Violet Sorrengail weiß nicht ob sie Xaden Riorson noch trauen kann. Zuviel hat er ihr verschwiegen. Die gebrechliche junge Frau hat sich bisher erfolgreich durchgesetzt. Dennoch erwarten sie weitaus größere Hürden, die es zu meistern gilt. Sei es körperlicher oder emotionaler Natur - sie wird über alle Maßen gefordert.

Xaden setzt alles daran, Violets Vertrauen wieder zu gewinnen. Fordert sie zur Selbstreflexion auf. Violet muss sich eingestehen, dass auch sie Geheimnisse vor Xaden hat. Beide müssen erkennen: Nur zusammen sind sie stark. Nur zusammen können sie einen Krieg gewinnen, der das Leben aller Drachen und Reiter rettet. Es finden Koalitionen statt, die Violet noch vor kurzer Zeit nicht für möglich gehalten hätte. Sie erlernt die Runen Magie. Versucht ein Tagebuch zu übersetzen, welches lebensrettende Maßnahmen offenbart.
Violet bekommt Unterricht, um ihre Magie kontrollierter einzusetzen. Ein Konduit bietet ihr dabei große Hilfe.

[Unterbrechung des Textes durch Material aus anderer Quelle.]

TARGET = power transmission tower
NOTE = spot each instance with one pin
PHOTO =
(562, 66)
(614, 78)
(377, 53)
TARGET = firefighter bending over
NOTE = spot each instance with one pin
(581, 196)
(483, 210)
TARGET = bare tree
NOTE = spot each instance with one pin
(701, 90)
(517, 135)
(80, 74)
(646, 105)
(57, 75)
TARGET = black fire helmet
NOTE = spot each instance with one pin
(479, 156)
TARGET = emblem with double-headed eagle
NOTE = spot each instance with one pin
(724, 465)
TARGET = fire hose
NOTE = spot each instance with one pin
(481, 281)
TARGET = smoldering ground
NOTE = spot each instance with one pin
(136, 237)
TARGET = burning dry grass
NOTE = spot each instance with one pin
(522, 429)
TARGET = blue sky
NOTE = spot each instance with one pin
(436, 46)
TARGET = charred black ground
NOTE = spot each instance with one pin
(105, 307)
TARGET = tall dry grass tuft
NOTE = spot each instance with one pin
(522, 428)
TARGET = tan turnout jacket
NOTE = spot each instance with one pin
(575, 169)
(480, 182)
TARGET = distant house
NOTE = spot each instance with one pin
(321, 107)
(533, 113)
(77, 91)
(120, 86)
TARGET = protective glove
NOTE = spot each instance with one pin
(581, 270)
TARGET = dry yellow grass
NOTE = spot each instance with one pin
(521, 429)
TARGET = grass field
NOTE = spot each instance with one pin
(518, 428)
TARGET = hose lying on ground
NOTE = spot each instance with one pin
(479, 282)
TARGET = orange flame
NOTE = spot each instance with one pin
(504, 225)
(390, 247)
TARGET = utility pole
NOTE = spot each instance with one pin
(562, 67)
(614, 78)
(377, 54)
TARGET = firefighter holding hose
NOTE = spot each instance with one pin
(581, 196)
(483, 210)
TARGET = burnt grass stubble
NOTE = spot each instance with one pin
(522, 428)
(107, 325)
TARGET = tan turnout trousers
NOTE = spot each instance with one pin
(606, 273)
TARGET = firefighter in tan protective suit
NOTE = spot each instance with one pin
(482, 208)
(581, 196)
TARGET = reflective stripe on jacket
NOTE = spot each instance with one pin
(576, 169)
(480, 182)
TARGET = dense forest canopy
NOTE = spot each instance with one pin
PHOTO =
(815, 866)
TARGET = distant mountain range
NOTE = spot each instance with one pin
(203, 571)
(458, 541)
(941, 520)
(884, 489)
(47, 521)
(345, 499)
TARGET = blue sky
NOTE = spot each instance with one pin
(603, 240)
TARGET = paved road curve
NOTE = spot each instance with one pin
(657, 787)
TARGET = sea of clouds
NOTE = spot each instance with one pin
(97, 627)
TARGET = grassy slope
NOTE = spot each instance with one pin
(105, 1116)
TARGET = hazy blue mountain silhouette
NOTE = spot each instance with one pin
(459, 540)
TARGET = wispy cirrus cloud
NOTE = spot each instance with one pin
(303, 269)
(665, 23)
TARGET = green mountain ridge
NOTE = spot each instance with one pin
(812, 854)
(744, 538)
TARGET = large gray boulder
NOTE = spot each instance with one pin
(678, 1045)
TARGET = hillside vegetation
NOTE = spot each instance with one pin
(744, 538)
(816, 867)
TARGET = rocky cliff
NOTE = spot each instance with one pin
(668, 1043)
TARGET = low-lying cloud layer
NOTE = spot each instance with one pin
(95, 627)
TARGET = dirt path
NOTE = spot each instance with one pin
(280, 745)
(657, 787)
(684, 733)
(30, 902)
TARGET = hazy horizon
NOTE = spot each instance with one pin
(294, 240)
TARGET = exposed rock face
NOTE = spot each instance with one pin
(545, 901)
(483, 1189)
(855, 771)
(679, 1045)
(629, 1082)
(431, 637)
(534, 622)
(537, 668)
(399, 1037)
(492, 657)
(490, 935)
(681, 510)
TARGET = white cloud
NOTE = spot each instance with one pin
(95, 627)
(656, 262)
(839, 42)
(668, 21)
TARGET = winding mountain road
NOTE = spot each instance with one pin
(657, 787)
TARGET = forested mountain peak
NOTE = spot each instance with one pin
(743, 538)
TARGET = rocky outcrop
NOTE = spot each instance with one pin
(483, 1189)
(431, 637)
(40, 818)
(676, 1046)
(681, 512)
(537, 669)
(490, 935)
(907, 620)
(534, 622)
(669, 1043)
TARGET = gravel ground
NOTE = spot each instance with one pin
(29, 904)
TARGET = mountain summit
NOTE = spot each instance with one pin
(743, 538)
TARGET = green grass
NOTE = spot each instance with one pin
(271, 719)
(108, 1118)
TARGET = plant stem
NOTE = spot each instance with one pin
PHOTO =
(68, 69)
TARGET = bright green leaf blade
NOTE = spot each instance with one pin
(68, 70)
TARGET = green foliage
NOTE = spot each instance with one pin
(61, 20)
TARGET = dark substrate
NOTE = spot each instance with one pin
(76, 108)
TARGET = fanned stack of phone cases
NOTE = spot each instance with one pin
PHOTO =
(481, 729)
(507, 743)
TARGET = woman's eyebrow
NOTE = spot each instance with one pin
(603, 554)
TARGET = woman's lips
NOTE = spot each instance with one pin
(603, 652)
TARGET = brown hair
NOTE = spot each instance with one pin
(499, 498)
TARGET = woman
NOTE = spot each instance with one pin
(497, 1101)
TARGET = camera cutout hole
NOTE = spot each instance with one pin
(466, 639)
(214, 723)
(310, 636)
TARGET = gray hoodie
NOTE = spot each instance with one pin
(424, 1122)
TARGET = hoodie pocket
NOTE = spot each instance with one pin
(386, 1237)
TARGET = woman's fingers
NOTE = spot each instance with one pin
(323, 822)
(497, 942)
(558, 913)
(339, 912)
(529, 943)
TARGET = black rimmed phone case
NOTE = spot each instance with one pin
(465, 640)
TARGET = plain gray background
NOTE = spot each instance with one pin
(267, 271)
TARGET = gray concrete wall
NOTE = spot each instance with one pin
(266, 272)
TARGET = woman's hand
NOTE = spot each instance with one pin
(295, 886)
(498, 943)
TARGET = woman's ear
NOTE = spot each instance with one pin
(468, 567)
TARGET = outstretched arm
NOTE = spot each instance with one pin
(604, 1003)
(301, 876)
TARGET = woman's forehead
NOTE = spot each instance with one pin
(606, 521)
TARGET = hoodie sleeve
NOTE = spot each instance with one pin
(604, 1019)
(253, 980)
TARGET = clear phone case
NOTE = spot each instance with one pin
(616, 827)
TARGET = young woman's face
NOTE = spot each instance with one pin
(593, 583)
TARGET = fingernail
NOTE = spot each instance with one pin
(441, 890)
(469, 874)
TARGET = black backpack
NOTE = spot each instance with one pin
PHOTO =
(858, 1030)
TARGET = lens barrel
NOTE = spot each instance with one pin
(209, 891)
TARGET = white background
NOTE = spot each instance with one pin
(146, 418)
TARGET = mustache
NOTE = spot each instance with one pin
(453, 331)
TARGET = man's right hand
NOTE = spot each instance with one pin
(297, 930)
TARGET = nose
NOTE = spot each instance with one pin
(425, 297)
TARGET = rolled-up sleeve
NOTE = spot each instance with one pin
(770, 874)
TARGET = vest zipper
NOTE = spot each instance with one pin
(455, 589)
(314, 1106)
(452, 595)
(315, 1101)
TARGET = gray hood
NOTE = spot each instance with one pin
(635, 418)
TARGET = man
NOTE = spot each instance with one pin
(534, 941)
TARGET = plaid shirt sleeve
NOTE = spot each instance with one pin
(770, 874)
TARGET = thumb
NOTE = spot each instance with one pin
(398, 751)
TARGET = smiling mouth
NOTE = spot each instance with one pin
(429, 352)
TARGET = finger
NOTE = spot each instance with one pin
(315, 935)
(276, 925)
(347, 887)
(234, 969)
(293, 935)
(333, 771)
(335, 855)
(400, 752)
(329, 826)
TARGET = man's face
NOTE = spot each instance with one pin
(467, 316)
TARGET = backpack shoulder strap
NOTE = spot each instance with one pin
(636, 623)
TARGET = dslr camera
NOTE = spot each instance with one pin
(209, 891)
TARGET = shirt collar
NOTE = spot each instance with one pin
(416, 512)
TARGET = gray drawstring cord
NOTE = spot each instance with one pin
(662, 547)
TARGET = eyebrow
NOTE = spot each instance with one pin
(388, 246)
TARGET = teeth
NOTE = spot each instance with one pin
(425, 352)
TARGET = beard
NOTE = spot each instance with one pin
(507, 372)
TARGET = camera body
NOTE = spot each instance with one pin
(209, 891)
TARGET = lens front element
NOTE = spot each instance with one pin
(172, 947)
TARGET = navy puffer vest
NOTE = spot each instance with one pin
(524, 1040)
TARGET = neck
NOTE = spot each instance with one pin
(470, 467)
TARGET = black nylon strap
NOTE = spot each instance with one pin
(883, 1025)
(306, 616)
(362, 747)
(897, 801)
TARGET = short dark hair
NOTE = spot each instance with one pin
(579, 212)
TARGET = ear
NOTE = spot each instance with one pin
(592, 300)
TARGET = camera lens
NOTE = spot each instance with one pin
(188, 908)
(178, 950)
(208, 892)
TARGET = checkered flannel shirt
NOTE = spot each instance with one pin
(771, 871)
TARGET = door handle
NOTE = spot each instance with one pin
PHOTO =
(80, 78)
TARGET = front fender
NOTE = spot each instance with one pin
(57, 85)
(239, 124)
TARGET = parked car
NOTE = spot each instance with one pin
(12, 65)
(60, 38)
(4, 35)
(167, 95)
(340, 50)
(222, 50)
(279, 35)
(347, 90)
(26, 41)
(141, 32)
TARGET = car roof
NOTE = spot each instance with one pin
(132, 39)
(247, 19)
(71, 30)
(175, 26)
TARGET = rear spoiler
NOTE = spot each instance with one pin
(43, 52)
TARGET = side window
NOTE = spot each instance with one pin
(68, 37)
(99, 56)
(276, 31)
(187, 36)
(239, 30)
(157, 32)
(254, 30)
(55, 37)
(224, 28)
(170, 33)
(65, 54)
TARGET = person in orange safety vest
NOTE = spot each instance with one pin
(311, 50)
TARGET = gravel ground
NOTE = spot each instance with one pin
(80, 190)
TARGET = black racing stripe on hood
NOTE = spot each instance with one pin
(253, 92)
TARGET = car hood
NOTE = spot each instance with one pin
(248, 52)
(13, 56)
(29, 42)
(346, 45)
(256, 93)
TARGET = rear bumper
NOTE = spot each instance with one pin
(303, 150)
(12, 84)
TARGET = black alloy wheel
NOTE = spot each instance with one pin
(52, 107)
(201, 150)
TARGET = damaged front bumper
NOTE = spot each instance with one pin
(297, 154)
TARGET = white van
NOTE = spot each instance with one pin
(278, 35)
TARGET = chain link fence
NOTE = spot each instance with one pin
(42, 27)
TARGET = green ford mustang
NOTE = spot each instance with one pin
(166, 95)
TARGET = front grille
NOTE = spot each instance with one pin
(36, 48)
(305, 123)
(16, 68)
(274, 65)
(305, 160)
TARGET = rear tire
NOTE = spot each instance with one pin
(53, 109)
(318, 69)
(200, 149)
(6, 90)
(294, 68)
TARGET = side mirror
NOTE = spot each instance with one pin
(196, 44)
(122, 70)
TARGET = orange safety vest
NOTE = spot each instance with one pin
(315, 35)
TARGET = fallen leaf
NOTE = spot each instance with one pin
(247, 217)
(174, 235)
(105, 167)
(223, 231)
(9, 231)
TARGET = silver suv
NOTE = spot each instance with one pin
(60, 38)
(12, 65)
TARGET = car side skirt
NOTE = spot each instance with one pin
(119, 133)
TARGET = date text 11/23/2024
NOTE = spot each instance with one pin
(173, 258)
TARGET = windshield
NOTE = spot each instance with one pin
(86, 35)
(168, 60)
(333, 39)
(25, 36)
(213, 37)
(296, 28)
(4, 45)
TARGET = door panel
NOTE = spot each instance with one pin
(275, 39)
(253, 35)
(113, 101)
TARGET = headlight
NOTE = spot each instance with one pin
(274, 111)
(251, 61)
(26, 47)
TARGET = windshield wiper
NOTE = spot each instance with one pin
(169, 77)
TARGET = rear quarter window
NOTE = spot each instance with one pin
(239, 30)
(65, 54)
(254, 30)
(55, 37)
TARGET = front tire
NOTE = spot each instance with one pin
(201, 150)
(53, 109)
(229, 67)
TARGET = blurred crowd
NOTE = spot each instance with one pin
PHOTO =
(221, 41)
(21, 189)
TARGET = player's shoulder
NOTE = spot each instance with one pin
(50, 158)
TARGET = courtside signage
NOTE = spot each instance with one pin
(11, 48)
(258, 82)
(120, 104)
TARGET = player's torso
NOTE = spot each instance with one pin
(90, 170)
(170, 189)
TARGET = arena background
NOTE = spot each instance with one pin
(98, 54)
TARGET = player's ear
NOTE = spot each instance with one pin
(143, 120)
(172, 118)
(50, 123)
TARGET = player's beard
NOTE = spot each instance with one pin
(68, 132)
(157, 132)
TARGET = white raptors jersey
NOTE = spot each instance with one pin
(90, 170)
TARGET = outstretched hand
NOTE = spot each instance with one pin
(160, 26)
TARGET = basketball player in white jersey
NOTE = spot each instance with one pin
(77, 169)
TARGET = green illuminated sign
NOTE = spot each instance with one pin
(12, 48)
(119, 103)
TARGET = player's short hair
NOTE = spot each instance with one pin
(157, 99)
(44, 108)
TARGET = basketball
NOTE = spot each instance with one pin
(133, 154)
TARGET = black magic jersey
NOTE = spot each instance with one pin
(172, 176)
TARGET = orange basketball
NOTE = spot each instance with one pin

Die Figuren sind wieder wunderbar gezeichnet. Auch dieses Mal hat Violet Feinde, die sie in Schach halten muss. Das Setting spiegelt die bergigen Landschaften wider. Viele spannende Szenen machen die Geschichte zu einem Pageturner. Das Wort "Himmel" (im ersten Band) wurde in den Liebesszenen überwiegend durch "Götter" ersetzt. Nicht immer fand ich diese Szenen passend. Sie wurden - nach meinem Geschmack - unpassend eingesetzt. Das Geplänkel zwischen Violet und Xaden kam zu gewollt rüber. Während bei Fourth Wing diese Szenen passend und durchaus glaubwürdig daher kamen, haben sie mich dieses Mal einfach nur genervt. Das ist jedoch mein einziger Kritikpunkt, und wie immer Geschmackssache.

Fazit

Das episches Abenteuer, mit vielen überraschenden Momenten, hat mich bestens unterhalten. Es gab eine Szene, die mich sehr traurig gemacht hat. Das Ende hat mich fassungslos zurück gelassen.

Trotz meines Kritikpunktes kann ich eine klare Empfehlung aussprechen, an alle, die gute 900 Seiten Action mögen.